What makes a school safe?
This year has seen a whirlwind of activity on school safety issues, especially in the aftermath of the Parkland, Florida, school tragedy. Much of the response from public officials has been knee-jerk and symbolic – visible measures to show the public that action is being taken, regardless of whether those measures are effective.
But what does make a school safe?
Since the Parkland shooting, legislatures have allocated more than $1 billion to school security, with school police funding being one of the big items. In June 2018, the Pennsylvania legislature adopted Act 44, which expanded funding for various school “hardening” measures, such as adding police and hardware to campuses. It also led to the establishment of committees tasked with creating statewide guidelines for assessing school security and safety. I served on one of those committees — the Behavioral Health and School Climate Committee (BHSC) — and experienced firsthand the school-safety debate among professionals.

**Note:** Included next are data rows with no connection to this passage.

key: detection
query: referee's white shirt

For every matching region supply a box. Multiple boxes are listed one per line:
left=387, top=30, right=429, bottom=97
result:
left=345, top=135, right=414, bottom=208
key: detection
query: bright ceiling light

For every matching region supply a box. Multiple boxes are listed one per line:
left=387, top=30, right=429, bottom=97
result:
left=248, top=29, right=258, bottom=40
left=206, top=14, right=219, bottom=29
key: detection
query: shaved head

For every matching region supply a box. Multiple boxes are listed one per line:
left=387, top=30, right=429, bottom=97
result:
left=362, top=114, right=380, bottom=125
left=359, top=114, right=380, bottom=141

What I have witnessed most in these debates is a contradiction: on one hand, an emphasis on “hardening” schools with police, building security, and new protocols, and on the other hand, acknowledgment that more school-based student support services are necessary and that schools need staff who can work with young people, get to know them, and help them manage emotional and behavioral issues.
Why are these contradictory? Because the hardening measures consume a disproportionate amount of resources in already understaffed schools, while exposing more young people — who neither threaten nor attempt to carry out a shooting — to the justice system. In many schools, having more police in schools means more arrests or summary citations against students for noncompliant behavior. In other words, some of the measures taken to secure schools may end up damaging the lives of many students, without preventing shootings.
We’ve seen this act before, but can we learn new lessons? Fortunately, applicable research can guide us. A recent seven-year study in North Carolina compared middle schools that used state funds to hire and train school police (known as School Resource Officers, or SROs) with those that did not. The study concluded that participating middle schools did not report a reduction in assaults, homicide, bomb threats, substance possession or use, or weapons possession.
Historically, the growth in the number of SROs has been driven more by national media attention about school violence and the availability of grant funding (federal and state) than by an uptick in violent incidents in specific schools. In a national survey of principals and law enforcement funded by the U.S. Justice Department, less than 4 percent of each group stated that the decision to start an SRO program was due to the level of violence in schools. In the survey, the top reason given by police officials for starting an SRO program was “disorder” (23.5 percent); for principals, it was “national media attention about school violence” (24.5 percent).
An American Civil Liberties Union report on Race, Discipline, and School Safety scheduled for release in January 2019, based on federal data collected from 96,000 public schools nationwide, shows a stark imbalance between student support services and school police — and the resulting consequences. Nationwide, over 14 million students attend public schools that have at least one police officer, but no counselor, psychologist, or nurse. Schools with resident police report 3.5 times as many arrests as other schools. Students of color and students with disabilities are arrested and referred to police at significantly higher rates than other students. At the same time, more than 90 percent of public schools do not meet the ratios recommended by professional associations of students to counselors, psychologists, social workers, and nurses.
Many Pennsylvania school officials will say that the best school safety investment is to increase school-based student support staff and services. Privately, some worry that the “hardening” policies will harm students who pose no threat of mass violence in their schools.
In a small step forward, Pennsylvania’s School Safety and Security Committee, established by Act 44, did adopt our BHSC Committee recommendation that one criterion for assessing school safety and security be this: “(S)chools employing any type of security staff should collect information about the staff, students’, and parents’/community perceptions of that presence.” The analysis should look at how different sub-populations of students view the impact of the security presence and examine “disproportionality and the issue of equity.” In other words, does a security presence result in certain students having more negative school experiences without justification?
However, this is not enough. We need more adults working in schools who are sensitive to the emotional needs of students so that they can identify trouble spots and provide support and referrals. We must also heed the voices of young people who have become active in response to school tragedies, demanding that legislatures and local governments take gun issues seriously and address them.
Harold Jordan is a senior policy advocate at the American Civil Liberties Union of Pennsylvania and a member of the Notebook board of directors.